Tail Recursion

Lately, I’ve been adding support for tail recursion optimization in the Blaise compiler. Anytime the last statement inside of the body of a function is a call to itself: it’s a tail recursive call. The execution moves from the bottom of the body of code to the top of the body of code. This works just like a loop. Normally with recursion the computer will push an environment onto stack memory and move into the new recursive function call with a free environment to which it can write local variables. With tail recursion it’s not necessary to push onto stack memory. The code can be transformed into a loop and the Blaise compiler does just that. Check out the example below.
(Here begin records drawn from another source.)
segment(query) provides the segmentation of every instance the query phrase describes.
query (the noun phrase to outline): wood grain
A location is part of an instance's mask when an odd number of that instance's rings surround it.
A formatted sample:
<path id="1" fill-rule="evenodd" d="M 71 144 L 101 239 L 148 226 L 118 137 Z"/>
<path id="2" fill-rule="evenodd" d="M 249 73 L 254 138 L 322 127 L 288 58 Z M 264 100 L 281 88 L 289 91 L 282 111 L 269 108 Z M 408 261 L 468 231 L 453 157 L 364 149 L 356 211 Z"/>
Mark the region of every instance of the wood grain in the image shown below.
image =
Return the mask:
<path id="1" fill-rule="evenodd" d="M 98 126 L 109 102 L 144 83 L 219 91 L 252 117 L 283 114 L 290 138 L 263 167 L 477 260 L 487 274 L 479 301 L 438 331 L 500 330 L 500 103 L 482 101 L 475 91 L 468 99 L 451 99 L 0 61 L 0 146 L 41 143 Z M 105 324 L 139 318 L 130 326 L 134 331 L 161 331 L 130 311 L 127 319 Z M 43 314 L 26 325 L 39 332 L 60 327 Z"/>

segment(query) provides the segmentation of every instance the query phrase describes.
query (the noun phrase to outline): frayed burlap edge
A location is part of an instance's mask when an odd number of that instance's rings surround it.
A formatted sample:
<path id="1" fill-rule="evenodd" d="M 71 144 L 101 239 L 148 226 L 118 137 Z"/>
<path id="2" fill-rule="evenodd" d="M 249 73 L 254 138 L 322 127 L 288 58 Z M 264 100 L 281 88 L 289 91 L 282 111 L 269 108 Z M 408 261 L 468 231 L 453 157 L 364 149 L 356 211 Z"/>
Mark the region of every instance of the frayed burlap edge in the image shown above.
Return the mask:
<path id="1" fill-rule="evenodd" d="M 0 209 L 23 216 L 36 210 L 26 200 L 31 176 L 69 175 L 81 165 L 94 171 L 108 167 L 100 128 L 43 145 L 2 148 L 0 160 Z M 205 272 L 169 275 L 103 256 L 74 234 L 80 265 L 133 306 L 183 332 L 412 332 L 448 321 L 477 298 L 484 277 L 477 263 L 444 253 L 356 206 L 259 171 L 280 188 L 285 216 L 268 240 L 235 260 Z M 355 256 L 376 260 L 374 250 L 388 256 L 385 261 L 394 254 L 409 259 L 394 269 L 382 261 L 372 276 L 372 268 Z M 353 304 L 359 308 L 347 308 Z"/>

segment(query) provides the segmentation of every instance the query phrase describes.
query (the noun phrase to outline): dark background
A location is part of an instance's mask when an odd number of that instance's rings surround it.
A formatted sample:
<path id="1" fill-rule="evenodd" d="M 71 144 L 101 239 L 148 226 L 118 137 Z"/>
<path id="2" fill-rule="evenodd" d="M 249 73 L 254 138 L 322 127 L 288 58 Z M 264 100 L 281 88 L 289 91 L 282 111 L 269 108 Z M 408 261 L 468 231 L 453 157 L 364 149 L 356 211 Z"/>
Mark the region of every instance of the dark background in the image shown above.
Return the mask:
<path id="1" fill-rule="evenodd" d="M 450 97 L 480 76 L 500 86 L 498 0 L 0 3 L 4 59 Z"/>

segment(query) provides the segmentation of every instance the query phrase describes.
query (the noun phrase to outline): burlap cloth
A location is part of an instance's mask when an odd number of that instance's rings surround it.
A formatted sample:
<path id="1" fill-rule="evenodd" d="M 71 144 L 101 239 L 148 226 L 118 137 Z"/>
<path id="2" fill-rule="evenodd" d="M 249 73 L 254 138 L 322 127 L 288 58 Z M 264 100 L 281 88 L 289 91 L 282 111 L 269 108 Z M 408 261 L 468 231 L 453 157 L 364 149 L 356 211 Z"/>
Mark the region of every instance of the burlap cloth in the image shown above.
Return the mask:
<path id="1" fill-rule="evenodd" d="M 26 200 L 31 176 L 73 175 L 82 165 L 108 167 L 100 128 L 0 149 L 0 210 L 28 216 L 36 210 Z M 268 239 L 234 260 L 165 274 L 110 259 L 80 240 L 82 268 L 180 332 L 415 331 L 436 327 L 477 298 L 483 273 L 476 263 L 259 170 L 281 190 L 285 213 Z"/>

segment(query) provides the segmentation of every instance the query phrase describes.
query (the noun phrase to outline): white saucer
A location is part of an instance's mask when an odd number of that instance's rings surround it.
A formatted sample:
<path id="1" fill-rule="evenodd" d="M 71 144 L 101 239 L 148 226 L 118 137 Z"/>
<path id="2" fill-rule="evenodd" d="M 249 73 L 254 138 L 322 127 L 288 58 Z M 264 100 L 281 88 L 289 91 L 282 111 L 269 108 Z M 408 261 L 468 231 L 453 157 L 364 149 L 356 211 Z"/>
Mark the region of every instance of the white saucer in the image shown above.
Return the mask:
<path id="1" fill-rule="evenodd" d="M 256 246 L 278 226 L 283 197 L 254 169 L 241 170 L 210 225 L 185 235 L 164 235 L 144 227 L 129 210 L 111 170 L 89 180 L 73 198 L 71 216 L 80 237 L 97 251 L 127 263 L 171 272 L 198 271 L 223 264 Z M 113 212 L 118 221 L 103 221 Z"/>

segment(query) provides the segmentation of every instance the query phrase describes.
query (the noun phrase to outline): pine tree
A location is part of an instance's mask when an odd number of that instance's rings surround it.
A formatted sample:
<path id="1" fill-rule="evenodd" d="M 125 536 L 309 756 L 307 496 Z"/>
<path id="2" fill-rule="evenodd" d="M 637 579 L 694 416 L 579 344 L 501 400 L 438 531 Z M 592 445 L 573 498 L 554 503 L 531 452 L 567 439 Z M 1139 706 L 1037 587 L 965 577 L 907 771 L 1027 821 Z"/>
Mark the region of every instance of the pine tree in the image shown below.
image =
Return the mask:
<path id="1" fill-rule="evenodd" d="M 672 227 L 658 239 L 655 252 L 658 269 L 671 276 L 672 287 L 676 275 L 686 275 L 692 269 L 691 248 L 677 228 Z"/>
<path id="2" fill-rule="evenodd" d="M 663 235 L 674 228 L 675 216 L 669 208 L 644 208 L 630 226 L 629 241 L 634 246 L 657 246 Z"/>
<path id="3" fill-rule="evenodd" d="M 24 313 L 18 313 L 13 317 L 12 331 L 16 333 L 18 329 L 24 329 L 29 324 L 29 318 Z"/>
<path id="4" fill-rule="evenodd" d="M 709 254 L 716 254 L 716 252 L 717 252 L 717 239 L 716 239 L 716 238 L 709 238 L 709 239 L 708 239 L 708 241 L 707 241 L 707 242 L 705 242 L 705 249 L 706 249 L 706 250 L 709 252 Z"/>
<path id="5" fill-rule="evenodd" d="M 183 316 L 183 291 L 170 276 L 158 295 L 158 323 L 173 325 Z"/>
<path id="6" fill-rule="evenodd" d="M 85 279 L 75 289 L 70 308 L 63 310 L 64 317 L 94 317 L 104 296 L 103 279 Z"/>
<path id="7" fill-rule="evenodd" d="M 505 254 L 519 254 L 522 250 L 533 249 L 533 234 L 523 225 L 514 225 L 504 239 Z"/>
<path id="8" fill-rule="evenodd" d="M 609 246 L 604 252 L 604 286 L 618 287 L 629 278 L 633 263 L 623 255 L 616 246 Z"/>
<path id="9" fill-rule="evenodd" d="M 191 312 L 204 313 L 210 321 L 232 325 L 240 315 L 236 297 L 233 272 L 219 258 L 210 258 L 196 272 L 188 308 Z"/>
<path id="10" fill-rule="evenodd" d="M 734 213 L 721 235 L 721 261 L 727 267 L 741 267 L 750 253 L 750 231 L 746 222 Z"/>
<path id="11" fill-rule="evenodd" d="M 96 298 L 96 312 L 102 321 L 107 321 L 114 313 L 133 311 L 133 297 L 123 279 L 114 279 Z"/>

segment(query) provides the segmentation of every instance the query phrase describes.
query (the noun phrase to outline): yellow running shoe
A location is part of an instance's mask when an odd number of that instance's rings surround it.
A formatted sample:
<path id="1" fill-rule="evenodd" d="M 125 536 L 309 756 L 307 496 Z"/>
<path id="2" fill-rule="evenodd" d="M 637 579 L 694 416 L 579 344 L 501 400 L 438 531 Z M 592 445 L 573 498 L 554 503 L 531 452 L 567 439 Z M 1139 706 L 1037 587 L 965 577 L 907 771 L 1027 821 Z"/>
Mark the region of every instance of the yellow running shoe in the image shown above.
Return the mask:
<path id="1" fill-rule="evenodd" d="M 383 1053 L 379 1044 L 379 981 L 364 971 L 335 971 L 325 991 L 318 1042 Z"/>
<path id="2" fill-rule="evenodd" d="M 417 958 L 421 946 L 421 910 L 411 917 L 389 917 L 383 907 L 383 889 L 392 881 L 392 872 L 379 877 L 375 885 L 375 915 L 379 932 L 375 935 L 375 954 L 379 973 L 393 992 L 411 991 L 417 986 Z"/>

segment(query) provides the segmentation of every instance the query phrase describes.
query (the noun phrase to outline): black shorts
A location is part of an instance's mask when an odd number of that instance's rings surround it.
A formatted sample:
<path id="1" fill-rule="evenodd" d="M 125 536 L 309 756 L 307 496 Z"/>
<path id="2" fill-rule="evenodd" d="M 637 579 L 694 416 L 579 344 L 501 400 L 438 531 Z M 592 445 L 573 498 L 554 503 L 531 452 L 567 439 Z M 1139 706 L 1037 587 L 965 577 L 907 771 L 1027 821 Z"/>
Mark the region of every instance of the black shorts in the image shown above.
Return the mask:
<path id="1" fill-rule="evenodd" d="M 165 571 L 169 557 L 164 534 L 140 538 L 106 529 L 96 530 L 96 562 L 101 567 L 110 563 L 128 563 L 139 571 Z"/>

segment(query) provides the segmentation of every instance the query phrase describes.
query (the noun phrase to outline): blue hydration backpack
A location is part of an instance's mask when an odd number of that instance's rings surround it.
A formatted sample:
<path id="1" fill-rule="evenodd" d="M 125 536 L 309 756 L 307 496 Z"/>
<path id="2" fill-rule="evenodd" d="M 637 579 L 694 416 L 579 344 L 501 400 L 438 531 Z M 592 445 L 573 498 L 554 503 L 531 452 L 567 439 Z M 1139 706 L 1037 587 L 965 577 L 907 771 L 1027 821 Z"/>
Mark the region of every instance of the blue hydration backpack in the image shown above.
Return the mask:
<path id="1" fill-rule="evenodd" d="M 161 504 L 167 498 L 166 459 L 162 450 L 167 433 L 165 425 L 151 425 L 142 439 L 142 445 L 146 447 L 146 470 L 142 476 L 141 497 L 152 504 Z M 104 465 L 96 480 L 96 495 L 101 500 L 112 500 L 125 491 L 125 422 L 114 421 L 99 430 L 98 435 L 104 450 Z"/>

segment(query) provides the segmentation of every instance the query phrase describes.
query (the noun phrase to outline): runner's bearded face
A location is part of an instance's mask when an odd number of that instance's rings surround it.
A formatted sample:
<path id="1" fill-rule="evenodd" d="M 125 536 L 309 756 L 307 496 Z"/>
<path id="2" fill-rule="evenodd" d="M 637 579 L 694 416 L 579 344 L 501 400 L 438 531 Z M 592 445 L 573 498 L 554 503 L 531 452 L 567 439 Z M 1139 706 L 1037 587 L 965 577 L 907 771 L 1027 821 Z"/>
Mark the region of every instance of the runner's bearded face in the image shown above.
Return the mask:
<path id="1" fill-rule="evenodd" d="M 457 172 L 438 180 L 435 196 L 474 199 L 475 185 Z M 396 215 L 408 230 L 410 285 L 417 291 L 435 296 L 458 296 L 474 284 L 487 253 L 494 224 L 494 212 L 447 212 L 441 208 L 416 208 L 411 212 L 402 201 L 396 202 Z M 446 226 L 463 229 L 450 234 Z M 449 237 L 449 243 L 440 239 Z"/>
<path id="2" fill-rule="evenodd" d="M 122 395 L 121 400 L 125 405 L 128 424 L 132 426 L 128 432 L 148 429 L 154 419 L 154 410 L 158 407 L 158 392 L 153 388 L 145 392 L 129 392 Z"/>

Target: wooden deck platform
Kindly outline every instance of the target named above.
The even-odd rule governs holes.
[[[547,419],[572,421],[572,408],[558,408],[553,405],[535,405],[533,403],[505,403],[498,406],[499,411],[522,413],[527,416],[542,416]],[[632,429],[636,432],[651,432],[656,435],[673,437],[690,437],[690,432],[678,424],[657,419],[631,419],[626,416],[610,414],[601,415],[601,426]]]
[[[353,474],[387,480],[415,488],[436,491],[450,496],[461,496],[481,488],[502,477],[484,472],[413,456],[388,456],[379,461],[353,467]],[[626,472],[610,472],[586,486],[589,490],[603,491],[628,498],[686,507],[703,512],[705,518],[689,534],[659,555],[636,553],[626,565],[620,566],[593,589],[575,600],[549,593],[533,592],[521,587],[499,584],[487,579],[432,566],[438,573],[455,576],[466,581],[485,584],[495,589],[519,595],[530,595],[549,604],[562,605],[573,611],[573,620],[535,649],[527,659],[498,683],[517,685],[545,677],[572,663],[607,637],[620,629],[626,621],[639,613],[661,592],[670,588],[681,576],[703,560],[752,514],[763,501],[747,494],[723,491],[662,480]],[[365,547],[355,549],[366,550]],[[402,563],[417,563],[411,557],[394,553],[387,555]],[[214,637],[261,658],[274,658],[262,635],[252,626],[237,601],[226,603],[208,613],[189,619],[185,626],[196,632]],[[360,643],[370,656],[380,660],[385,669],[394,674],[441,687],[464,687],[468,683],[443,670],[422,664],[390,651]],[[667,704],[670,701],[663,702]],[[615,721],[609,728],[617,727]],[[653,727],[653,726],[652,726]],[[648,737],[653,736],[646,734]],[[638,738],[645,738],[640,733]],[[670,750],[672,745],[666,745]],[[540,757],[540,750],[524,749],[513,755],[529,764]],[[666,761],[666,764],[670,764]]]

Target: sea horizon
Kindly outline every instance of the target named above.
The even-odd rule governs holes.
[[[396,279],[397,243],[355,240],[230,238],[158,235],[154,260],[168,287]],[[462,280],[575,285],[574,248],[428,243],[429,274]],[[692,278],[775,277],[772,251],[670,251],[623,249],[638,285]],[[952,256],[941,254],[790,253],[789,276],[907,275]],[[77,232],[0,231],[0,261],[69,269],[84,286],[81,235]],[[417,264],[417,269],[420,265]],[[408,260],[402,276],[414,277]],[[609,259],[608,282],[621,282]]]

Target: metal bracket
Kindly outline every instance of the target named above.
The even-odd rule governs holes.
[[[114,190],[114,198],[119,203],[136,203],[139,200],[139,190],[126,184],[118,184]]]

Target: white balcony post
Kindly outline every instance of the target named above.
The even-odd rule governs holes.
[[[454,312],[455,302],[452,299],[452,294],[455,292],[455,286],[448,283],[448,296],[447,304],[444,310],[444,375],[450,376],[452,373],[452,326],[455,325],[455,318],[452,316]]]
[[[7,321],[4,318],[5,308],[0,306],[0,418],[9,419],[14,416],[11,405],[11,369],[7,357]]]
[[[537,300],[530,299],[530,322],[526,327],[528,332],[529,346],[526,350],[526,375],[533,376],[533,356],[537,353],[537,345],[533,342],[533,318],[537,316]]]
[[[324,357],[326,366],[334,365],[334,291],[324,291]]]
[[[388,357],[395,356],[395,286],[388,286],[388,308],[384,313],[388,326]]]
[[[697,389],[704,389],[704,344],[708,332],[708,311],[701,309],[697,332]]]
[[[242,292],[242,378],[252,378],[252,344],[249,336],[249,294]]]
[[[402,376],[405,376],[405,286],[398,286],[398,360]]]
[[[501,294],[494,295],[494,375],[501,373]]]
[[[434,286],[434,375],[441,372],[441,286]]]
Here is a tail recursive function

let someFunction arg1 arg2 =
    (* body of function *)
    (* The last statement is a recursive call.*)
    someFunction arg1' arg2'
;;

When the example function above is compiled to C we can use ‘goto’ statements to turn the function into a loop.

void * someFunction(void * arg1, void * arg2) {
someFunction_goto:
    /* body of function */
    /*
        The recursive call is turned into variable reassignments and
        a goto statement that takes us to the top of the loop
    */
    arg1 = arg1';
    arg2 = arg2';
    goto someFunction_goto;
}

Next I plan on adding tail recursion support for mutually (tail) recursive functions.